Stem cell research might lead to cures or treatments for a plethora of health problems.

Earlier this month state Rep. Tim Wilkin, R-Eagan, introduced a House bill that would prevent the University from receiving any state funding should it proceed with plans to start research on embryonic stem cells. This knee-jerk reaction threatens controversial research that would likely yield medical benefits grossly outweighing the research’s costs.

Stem cell research is conducted on two types of cells: Adult stem cells are extracted from adult bone marrow and can be induced to develop into some types of specialized cells; they are not considered controversial. Embryonic stem cells are taken from developing human embryos and are controversial because the embryos must be destroyed in the process. However, embryonic cells are pluripotent – they have the potential to become any cell type in the body, which makes them different from adult stem cells.

University researchers maintain that embryonic stem cell research might lead to cures or treatments for a plethora of health problems, including cardiac tissue damage caused by heart attacks, diabetes and Parkinson’s disease.
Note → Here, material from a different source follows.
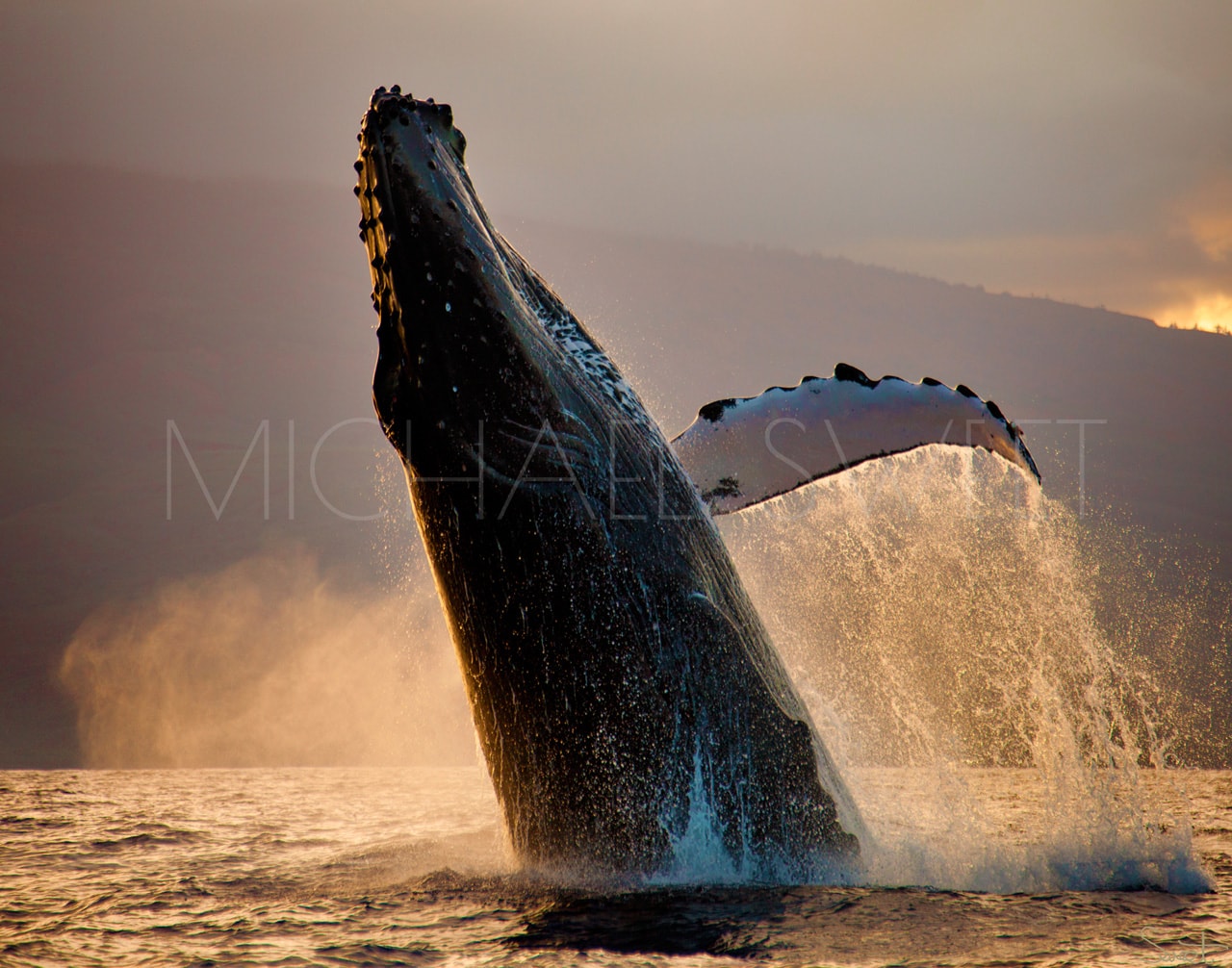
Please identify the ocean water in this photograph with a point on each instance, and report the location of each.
(407, 866)
(1002, 700)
Additionally, if scientists are allowed to create cell lines that carry certain genetic diseases, they would be able to test new therapies and minimize harm to test subjects.

The researchers would use embryos that would otherwise be discarded by fertility clinics. University researcher Dan Kaufman rightly said, “If they are not destined to be implanted and born, we should try to get the most benefit.” There are no bills in the State Legislature opposing fertility clinics – the University should use the unneeded embryos to their full potential.
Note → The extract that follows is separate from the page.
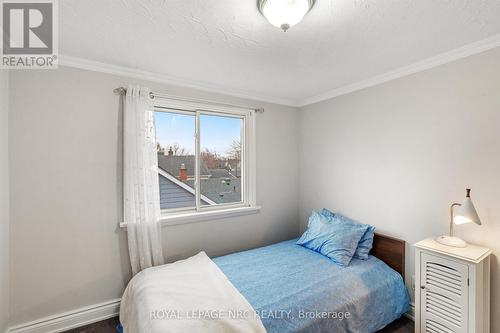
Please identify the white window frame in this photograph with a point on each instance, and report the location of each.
(248, 204)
The University is not asking for state money to fund the research, and federal funds may only be used for embryonic stem cell research done on existing stem cell lines. University researchers plan to use funds from private sources to develop new stem cell research lines. The research would also be closely monitored by the Academic Health Center’s Center for Bioethics and the ethics panel for the University’s Stem Cell Institute. The University is an ideal setting for embryonic stem cell research because it is subject to public scrutiny.

Thankfully, state Rep. Phyllis Kahn, DFL-Minneapolis, introduced a counter-bill to Wilkin’s. The potential medical advancements embryonic stem cells offer are immense, and the Legislature must realize this before it bans taking this important step in biotechnology.